Harvard/Yale study links teen obesity to sugary beverages
Sep 27, 2012, 3:01 PM | Updated: Sep 28, 2012, 3:44 pm
New research validates the word of doctors and health advocates who warn that sugar-sweetened beverages play a significant role in the obesity epidemic.
“Calories from sugar-sweetened beverages do matter,” Yale University endocrinologist Sonia Caprio wrote in an editorial that accompanied the studies. “The time has come to take action.”
The study, by Harvard and Yale researchers, looked at 224 overweight and obese ninth- and tenth-graders who drank either a 12-ounce sugary drink or 100 percent fruit juice on a daily basis.
Researchers split the students into two groups, one which received a delivery of noncaloric beverages such as flavored-water, diet drinks or water every two weeks for one full year.
The other group received no noncaloric drinks, but were given a $50 gift card to a supermarket at intervals during the study, with no instructions on what to buy with the card.
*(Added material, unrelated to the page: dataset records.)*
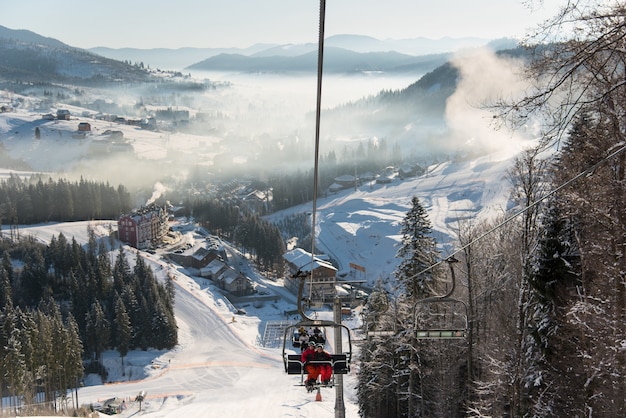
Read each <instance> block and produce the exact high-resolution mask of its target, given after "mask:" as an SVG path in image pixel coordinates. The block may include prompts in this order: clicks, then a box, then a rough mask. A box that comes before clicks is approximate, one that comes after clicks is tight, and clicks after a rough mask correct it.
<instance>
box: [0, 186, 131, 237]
mask: <svg viewBox="0 0 626 418" xmlns="http://www.w3.org/2000/svg"><path fill="white" fill-rule="evenodd" d="M0 202H2V203H0V224H2V225H12V226H15V225H18V224H34V223H40V222H69V221H80V220H87V219H117V218H118V217H119V216H120V215H121V214H122V213H126V212H128V211H129V210H130V209H131V207H132V206H131V197H130V193H129V192H128V190H127V189H126V188H125V187H124V186H123V185H119V186H118V187H117V188H115V187H113V186H110V185H109V184H108V183H102V182H94V181H88V180H85V179H83V178H82V177H81V179H80V180H79V181H75V182H70V181H67V180H65V179H62V178H60V179H57V180H54V179H52V178H51V177H48V178H47V179H45V178H44V177H43V176H41V175H34V176H30V177H29V178H21V177H20V176H18V175H16V174H11V175H10V176H9V178H7V179H6V180H3V181H1V182H0Z"/></svg>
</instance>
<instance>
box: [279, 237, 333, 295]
mask: <svg viewBox="0 0 626 418" xmlns="http://www.w3.org/2000/svg"><path fill="white" fill-rule="evenodd" d="M283 259H284V260H285V262H286V263H285V264H286V266H287V277H285V280H284V282H285V287H286V288H288V289H289V290H291V291H292V292H293V293H295V294H298V289H299V287H300V283H301V281H302V280H303V279H302V278H301V277H302V276H304V277H305V280H306V282H305V286H304V290H303V297H306V298H308V299H310V300H311V302H312V303H330V302H332V300H333V299H334V297H335V281H336V276H337V268H335V267H334V266H333V265H332V264H331V263H329V262H328V261H324V260H322V257H320V256H315V257H312V256H311V253H310V252H307V251H305V250H303V249H302V248H294V249H293V250H291V251H289V252H287V253H285V254H283Z"/></svg>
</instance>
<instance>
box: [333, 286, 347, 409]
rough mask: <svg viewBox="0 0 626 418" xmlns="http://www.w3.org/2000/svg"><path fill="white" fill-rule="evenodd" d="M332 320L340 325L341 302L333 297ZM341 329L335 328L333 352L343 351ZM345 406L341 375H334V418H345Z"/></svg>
mask: <svg viewBox="0 0 626 418" xmlns="http://www.w3.org/2000/svg"><path fill="white" fill-rule="evenodd" d="M333 310H334V313H333V314H334V317H335V318H334V320H335V323H336V324H339V325H341V301H340V300H339V297H337V296H335V303H334V305H333ZM341 330H342V327H340V326H339V327H336V328H335V333H334V334H335V352H336V353H337V352H341V351H342V350H343V344H342V341H341ZM345 416H346V405H345V404H344V402H343V375H342V374H341V373H339V374H335V418H345Z"/></svg>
The researchers were testing to determine whether or not changing a teen’s household environment to carry fewer sugar-sweetened beverages, with no behavioral intervention, would have an effect on weight.
It turns out that simply swapping the drinks in the home for healthy beverages helped, CBS News reported. “After statistically ruling out other demographics so the only difference between groups would be sugary drink intake, teens who had the noncaloric deliveries gained an average of four fewer pounds over the course of a year than soda drinkers in the control group.”
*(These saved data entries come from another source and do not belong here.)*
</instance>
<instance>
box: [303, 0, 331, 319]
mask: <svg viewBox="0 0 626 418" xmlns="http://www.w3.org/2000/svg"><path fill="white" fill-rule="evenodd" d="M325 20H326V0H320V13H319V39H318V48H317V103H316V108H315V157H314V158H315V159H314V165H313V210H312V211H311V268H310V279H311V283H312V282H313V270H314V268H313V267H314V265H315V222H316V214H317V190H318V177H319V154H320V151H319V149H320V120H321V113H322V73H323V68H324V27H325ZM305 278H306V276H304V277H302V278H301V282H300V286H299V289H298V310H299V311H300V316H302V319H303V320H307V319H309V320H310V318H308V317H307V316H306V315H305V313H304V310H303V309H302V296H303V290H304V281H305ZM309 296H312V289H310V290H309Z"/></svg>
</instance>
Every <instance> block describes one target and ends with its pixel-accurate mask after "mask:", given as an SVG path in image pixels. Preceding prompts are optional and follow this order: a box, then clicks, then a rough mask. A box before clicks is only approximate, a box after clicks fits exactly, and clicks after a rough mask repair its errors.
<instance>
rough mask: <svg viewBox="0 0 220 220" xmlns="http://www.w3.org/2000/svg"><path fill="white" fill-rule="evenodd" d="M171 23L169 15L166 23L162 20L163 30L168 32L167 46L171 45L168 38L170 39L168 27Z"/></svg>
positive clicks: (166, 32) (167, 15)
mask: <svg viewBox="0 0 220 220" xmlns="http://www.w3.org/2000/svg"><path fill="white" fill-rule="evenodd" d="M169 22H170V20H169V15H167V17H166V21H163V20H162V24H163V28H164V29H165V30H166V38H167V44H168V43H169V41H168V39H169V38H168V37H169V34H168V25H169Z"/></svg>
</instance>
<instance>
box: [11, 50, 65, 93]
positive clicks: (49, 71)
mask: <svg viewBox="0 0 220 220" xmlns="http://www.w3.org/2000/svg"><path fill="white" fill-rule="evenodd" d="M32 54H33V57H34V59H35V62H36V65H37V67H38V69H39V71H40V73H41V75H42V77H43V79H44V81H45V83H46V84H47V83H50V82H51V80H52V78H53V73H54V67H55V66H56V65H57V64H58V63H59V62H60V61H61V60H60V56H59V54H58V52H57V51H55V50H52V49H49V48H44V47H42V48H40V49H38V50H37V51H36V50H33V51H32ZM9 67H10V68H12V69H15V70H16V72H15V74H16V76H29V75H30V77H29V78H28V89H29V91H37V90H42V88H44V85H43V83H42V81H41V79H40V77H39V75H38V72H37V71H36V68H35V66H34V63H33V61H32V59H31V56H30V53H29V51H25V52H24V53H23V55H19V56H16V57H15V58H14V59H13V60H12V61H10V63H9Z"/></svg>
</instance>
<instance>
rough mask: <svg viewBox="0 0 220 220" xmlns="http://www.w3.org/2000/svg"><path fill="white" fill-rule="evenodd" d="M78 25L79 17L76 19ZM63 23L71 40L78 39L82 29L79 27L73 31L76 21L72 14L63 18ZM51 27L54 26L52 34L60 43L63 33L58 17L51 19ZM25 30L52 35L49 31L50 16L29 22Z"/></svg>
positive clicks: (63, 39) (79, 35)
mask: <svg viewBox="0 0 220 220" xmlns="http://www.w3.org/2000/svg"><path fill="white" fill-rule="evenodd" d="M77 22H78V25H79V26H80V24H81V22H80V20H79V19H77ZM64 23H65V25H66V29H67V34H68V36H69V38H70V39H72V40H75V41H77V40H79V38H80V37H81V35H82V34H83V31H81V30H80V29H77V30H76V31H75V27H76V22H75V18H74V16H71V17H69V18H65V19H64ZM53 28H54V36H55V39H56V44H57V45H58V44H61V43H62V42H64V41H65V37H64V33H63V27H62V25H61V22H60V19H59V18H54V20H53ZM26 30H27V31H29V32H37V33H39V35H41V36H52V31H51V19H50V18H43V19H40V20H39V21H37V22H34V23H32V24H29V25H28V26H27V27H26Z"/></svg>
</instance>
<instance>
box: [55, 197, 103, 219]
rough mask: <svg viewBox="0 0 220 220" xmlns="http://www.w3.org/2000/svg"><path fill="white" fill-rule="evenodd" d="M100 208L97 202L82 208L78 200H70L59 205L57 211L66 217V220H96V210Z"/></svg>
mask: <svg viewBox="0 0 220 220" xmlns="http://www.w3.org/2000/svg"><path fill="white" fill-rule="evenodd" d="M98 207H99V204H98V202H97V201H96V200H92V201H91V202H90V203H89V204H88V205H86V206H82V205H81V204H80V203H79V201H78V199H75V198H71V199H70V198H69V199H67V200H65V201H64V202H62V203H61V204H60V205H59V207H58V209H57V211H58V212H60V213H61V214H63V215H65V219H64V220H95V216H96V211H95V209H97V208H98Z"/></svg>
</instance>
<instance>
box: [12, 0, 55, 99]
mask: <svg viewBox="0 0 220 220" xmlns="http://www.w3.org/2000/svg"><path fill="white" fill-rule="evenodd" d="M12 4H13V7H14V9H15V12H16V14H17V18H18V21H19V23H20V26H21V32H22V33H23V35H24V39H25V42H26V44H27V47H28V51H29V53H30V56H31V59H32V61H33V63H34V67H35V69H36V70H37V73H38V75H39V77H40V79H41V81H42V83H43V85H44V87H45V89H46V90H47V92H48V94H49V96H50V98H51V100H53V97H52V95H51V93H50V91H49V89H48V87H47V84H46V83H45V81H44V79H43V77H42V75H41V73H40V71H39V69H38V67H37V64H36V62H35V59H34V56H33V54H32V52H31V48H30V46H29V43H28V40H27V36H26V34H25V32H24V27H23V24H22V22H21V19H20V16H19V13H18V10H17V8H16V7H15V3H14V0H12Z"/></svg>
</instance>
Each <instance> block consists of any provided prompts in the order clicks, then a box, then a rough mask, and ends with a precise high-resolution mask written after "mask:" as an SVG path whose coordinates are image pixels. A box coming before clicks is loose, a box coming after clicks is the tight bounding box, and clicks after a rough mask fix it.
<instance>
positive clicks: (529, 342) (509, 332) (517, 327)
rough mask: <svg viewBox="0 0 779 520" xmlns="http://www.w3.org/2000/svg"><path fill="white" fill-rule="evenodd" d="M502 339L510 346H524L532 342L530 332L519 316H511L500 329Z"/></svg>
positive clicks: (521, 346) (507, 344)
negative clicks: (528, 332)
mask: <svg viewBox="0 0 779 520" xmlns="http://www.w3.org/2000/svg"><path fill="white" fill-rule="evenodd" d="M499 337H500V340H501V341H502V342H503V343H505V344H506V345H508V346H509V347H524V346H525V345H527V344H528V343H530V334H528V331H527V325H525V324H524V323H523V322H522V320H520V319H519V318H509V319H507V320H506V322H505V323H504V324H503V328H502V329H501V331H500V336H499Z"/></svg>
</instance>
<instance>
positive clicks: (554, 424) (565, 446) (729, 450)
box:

The study was published online Friday by the New England Journal of Medicine,
The new study comes at the crest of an ongoing debate, the Wall Street Journal reported. New York City Mayor Michael Bloomberg is preparing to impose a ban on the sale of sugary beverages in containers larger than 16 ounces in movie theaters, restaurants and other venues in the city.
The findings “provide a strong impetus to develop recommendations and policy decisions to limit consumption of sugar-sweetened beverages,” Sonia Caprio, a professor of pediatrics at the Yale School of Medicine, wrote in an accompanying editorial.
The new studies unleashed a storm of objection from Coca-Cola Co. and PepsiCo Inc., described by the Los Angeles Times as the “icons of a $110-billion-a-year industry whose products have penetrated the remotest corners of the earth.”
“Sugar-sweetened beverages are not driving obesity,” the American Beverage Assn., which represents the soda makers, said in a statement released Friday. “By every measure, sugar-sweetened beverages play a small and declining role in the American diet.”
The beverage ban goes into effect March 12. The ban only applies to drinks that contain more than 25 calories per 8 ounces, USA Today noted. It does not include beverages with more than 50 percent milk or 100 percent juice drinks.